Contudo, no quadro de uma avaliação judicial, ele é interrogado sobre a patologia
mental do acusado não somente  em geral, mas também em relação com o  crime
julgado, quer dizer, sobre sua responsabilidade. E aí as coisas se complicam. O
psiquiatra vê o acusado após os fatos: como saber se ele estava no mesmo estado
durante e depois? No momento em que o psiquiatra o encontra,ele está em estado de
choque, incapaz de se explicar, mas talvez ele estivesse perfeitamente consciente no
momento dos fatos; ou então, ao contrário, ele aparece como calmo, coerente, em
pleno controle de si, mas talvez ele estivesse em um estado completamente diferente
no momento de seu ato. Existem três estados patológicos que são geralmente
admitidos como retirando do sujeito a consciência de seus atos: a esquizofrenia, a
debilidade profunda e a demência; mas, nos outros casos, o psiquiatra não pode se
contentar em diagnosticar uma patologia mental, ele deve estabelecer a ligação entre
esta e o crime, e deve estimar sua influência sobre a responsabilidade do autor. Nem
sempre é fácil.
Crianças confiáveis?
O que é feito, então, da capacidade de perícia dos psicólogos? As 17 crianças
de Outreau foram vistas pela mesma psicóloga,  Marie-Christine  Gryson-Dejehansart.
De início, diz ela no livro que dedica ao caso de Outreau (3), ela coletou o testemunho
espontâneo das crianças, tendo o cuidado de evitar qualquer pergunta sugestiva, e
observando seus gestos, suas atitudes enquanto falavam. Em seguida, ela completou
este testemunho por diversos testes clássicos. É preciso lembrar que a confiança dada
ao testemunho das crianças  variou grandemente ao longo do tempo. Durante muito
tempo, ela foi muito fraca. Os especialistas temem que, após Outreau, volta-se às
“crianças mentirosas”... O assunto merece uma análise mais nuançada - facilitada por
um grande número de pesquisas. Antes dos 3 ou 4 anos, a criança tem algumas vezes
um vocabulário   muito limitado para se explicar; e, sobretudo, ela tem dificuldade em
identificar a fonte de sua informação: assim, aos 3 anos de idade, as crianças sabem o
que contém uma gaveta, mas são incapazes de dizer se se mostrou a elas o conteúdo
ou se se lhes disse, enquanto que, aos 5 anos, elas sabem muito bem a diferença.

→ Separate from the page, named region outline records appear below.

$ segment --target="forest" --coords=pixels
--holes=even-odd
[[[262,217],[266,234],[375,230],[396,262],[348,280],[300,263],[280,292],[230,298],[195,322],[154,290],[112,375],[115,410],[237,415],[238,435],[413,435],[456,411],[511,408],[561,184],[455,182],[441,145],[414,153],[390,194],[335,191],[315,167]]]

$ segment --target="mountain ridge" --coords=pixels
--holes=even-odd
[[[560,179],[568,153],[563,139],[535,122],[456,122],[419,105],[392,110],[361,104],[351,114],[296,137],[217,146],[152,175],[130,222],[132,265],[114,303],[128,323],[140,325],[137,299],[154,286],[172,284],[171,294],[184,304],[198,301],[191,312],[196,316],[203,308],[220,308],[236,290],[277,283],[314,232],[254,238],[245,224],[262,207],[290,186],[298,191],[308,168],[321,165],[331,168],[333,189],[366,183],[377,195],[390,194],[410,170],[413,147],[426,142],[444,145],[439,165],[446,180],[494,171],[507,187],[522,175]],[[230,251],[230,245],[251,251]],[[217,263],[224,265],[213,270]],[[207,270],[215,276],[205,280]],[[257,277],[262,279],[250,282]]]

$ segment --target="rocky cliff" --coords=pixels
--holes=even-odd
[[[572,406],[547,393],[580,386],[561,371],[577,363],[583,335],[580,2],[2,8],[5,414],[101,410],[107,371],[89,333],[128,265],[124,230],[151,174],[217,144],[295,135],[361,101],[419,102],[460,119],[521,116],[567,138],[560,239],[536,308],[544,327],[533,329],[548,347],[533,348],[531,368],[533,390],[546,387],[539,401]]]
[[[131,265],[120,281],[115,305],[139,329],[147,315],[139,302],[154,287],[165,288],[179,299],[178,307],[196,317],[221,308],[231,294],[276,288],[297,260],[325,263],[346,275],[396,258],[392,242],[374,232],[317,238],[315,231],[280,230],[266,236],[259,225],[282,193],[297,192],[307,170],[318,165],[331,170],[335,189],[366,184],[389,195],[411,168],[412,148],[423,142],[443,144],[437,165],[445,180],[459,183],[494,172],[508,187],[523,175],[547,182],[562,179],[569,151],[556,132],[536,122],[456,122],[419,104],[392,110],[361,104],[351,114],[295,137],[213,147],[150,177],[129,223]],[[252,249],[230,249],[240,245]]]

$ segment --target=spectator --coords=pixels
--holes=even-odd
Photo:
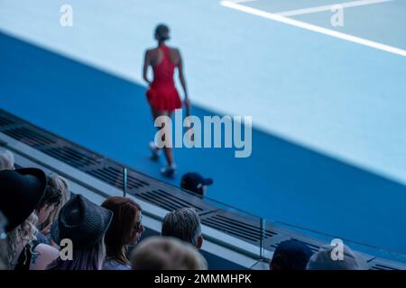
[[[206,259],[189,243],[174,238],[150,237],[131,255],[133,270],[207,270]]]
[[[309,260],[307,270],[363,270],[361,259],[356,259],[351,249],[344,245],[344,259],[333,260],[332,252],[336,248],[334,246],[327,245],[314,254]]]
[[[313,252],[304,243],[296,240],[281,242],[270,262],[271,270],[306,270]]]
[[[0,270],[5,270],[6,268],[6,243],[5,239],[6,238],[5,226],[7,225],[7,220],[5,215],[3,215],[0,211]]]
[[[0,171],[0,210],[8,220],[5,228],[8,269],[43,270],[60,254],[35,238],[34,211],[45,188],[46,176],[40,169]]]
[[[68,180],[58,176],[52,175],[49,176],[49,184],[52,189],[57,190],[60,194],[60,202],[55,205],[55,208],[50,212],[48,219],[40,225],[40,229],[47,238],[51,238],[50,230],[52,223],[58,219],[60,209],[70,199],[70,191],[69,189]],[[49,239],[48,239],[49,240]]]
[[[41,228],[42,224],[48,220],[51,213],[60,202],[62,193],[58,185],[58,176],[51,176],[47,177],[47,188],[45,190],[45,194],[35,210],[35,213],[38,217],[37,228]],[[50,240],[45,236],[50,232],[50,229],[51,225],[48,225],[43,228],[42,231],[37,231],[35,236],[40,243],[50,244]]]
[[[14,157],[9,150],[0,148],[0,171],[1,170],[14,170]]]
[[[187,173],[182,176],[180,187],[191,191],[203,198],[208,185],[211,185],[212,184],[213,179],[211,178],[203,178],[198,173]]]
[[[106,257],[103,269],[130,270],[128,246],[135,245],[144,230],[141,206],[120,196],[108,198],[101,206],[113,212],[113,220],[105,236]]]
[[[192,208],[180,208],[166,214],[162,221],[161,235],[177,238],[198,249],[203,244],[200,218]]]
[[[50,270],[100,270],[106,257],[104,236],[113,212],[97,206],[82,195],[73,196],[62,207],[58,221],[52,224],[52,238],[72,241],[72,260],[58,257]]]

Com mais idade, podem ser testemunhas tão boas quanto os adultos. Mas, é preciso
ter em conta um fato capital: elas são influenciáveis. São sensíveis ao prestigio do
adulto, anseiam por agradá-lo, preocupam-se com a aprovação dele - além disso, lhes
repugna responder “eu não sei”. Ora, uma vez que uma criança tenha testemunhado,
ela pode muito bem crer que tudo o que ela disse aconteceu, quer dizer, que
lembranças verdadeiras e falsas se confundem na sua memória.(4)

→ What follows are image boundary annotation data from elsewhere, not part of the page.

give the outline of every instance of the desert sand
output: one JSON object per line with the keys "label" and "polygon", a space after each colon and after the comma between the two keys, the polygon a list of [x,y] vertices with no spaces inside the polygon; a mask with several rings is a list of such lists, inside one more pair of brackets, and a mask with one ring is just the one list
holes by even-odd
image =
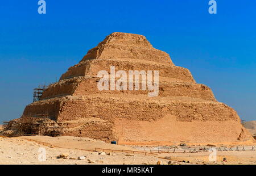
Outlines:
{"label": "desert sand", "polygon": [[[31,140],[34,140],[31,141]],[[52,146],[39,144],[47,143]],[[0,137],[0,164],[71,164],[71,165],[155,165],[160,161],[164,165],[190,164],[256,164],[256,152],[227,151],[217,152],[217,161],[209,161],[209,152],[195,153],[158,153],[156,156],[144,156],[141,154],[111,152],[106,154],[99,154],[101,151],[92,152],[96,147],[109,149],[133,150],[143,151],[154,146],[121,145],[110,144],[104,141],[88,137],[71,136],[23,136],[16,137]],[[247,146],[249,148],[250,146]],[[40,148],[44,148],[46,160],[38,160]],[[149,152],[149,151],[148,151]],[[60,154],[67,154],[66,158],[57,158]],[[77,160],[80,156],[85,156],[84,160]],[[227,159],[226,162],[223,158]],[[90,161],[89,161],[88,159]],[[185,161],[186,162],[184,162]],[[187,162],[189,162],[189,163]]]}

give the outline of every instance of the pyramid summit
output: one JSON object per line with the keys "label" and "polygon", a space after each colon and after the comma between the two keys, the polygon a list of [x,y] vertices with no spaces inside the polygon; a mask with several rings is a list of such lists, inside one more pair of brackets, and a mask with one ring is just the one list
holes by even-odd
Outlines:
{"label": "pyramid summit", "polygon": [[[146,89],[99,90],[99,72],[110,73],[113,67],[122,73],[159,72],[158,96],[148,97]],[[143,78],[137,77],[141,87],[148,83]],[[144,36],[121,32],[89,50],[43,91],[39,100],[27,105],[20,118],[11,120],[7,131],[12,135],[89,137],[119,144],[252,139],[236,111],[218,102],[210,88],[197,83],[189,70],[175,66],[169,55]]]}

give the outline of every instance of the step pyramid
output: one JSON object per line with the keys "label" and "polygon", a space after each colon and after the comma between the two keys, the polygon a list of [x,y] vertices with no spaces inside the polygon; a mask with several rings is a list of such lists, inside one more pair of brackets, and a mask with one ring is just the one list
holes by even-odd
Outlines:
{"label": "step pyramid", "polygon": [[[159,70],[158,96],[148,97],[144,90],[100,90],[97,74],[110,73],[110,66],[127,72]],[[121,32],[89,50],[15,120],[52,121],[62,125],[60,135],[122,144],[251,139],[237,112],[218,102],[210,88],[197,83],[189,70],[175,65],[144,36]]]}

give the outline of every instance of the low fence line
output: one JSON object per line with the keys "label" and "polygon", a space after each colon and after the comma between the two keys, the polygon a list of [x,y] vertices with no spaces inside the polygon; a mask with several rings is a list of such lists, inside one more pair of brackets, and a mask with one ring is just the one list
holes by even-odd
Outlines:
{"label": "low fence line", "polygon": [[[217,148],[212,147],[215,148],[217,150]],[[198,153],[198,152],[209,152],[209,150],[212,148],[206,148],[204,147],[204,148],[199,148],[197,149],[196,148],[191,148],[189,149],[158,149],[157,150],[150,150],[150,153]],[[222,147],[223,148],[223,147]],[[238,148],[238,146],[237,146],[236,148],[230,147],[229,148],[227,148],[226,146],[224,146],[223,149],[221,149],[221,147],[218,147],[217,149],[218,151],[222,152],[222,151],[248,151],[248,150],[255,150],[255,146],[252,146],[251,147],[245,147],[244,146],[242,148],[240,148],[240,149]]]}

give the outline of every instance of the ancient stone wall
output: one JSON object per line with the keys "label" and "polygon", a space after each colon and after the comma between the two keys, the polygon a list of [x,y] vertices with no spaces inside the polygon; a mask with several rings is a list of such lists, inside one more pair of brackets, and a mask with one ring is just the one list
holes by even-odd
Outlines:
{"label": "ancient stone wall", "polygon": [[[109,73],[110,66],[126,72],[159,70],[158,96],[149,97],[148,90],[99,90],[97,73]],[[144,36],[130,33],[112,33],[89,50],[39,101],[27,106],[20,121],[44,114],[66,124],[61,135],[123,144],[252,140],[236,111],[218,102],[209,87]]]}

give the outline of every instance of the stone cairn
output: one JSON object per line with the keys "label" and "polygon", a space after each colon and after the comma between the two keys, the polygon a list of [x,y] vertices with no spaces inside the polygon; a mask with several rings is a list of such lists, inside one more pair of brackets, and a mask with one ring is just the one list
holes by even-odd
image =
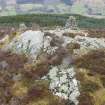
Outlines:
{"label": "stone cairn", "polygon": [[70,16],[65,24],[65,28],[70,28],[70,29],[77,29],[77,21],[74,16]]}

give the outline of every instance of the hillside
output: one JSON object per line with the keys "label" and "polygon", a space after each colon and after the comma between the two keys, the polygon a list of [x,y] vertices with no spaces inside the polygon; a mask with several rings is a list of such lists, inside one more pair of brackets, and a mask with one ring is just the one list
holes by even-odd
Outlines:
{"label": "hillside", "polygon": [[[70,14],[31,14],[0,17],[1,26],[18,27],[20,23],[25,23],[28,27],[37,23],[42,27],[64,26]],[[105,28],[104,18],[92,18],[81,15],[76,17],[79,28]]]}
{"label": "hillside", "polygon": [[[101,5],[101,6],[100,6]],[[0,0],[0,15],[74,13],[105,15],[104,0]]]}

Para os peritos de Outreau, psiquiatras e psicólogos, o juiz de instrução
também colocou a mesma pergunta para cada um dos adultos: “Ele apresenta traços
de caráter ou de personalidade característicos de abusadores sexuais?” Os
psiquiatras responderam negativamente para todos os acusados; os psicólogos,
positivamente para todos, exceto quatro. Como explicar esta divergência, que não é
mais encontrada nas oitivas da comissão parlamentar? “Encontra-se um certo número
de traços nos agressores sexuais, mas se  os encontra  igualmente na população em
geral” (Jean-Louis Pourpoint, psiquiatra); “não existe, na nosografia, uma
personalidade-tipo  de abusador  sexual(...); nós não encontramos nada, às vezes,
como traços de personalidade, além dos traços que coloquei em evidência -
imaturidade, egocentrismo” (Michel Emirzé, psicólogo). Então, porque os peritos
aceitaram  responder, seja pela resposta positiva, seja pela negativa? “Porque a
pergunta nos foi colocada pelo juiz!”, dizem eles, em coro.

Verdade ou credibilidade?
No caso de Outreau, todas as crianças e adultos acusadores foram
qualificados como “críveis”; ora, os processos mostraram que algumas de suas
acusações eram falsas. Erro coletivo dos peritos? Não necessariamente: mas talvez
eles não tenham sublinhado suficientemente a diferença entre “credibilidade” e
“verdade”. Pessoas serão qualificadas como “críveis” se não se discerne nelas
propensão patológica para a mentira (como nos mitômanos), ou dificuldade de separar
o real do imaginário; mas elas são suscetíveis de mentir ocasionalmente... como você
e eu! Os peritos não têm que estabelecer a verdade dos fatos, e elas não estão à
altura de fazê-lo; essa é a tarefa dos policiais e dos juízes.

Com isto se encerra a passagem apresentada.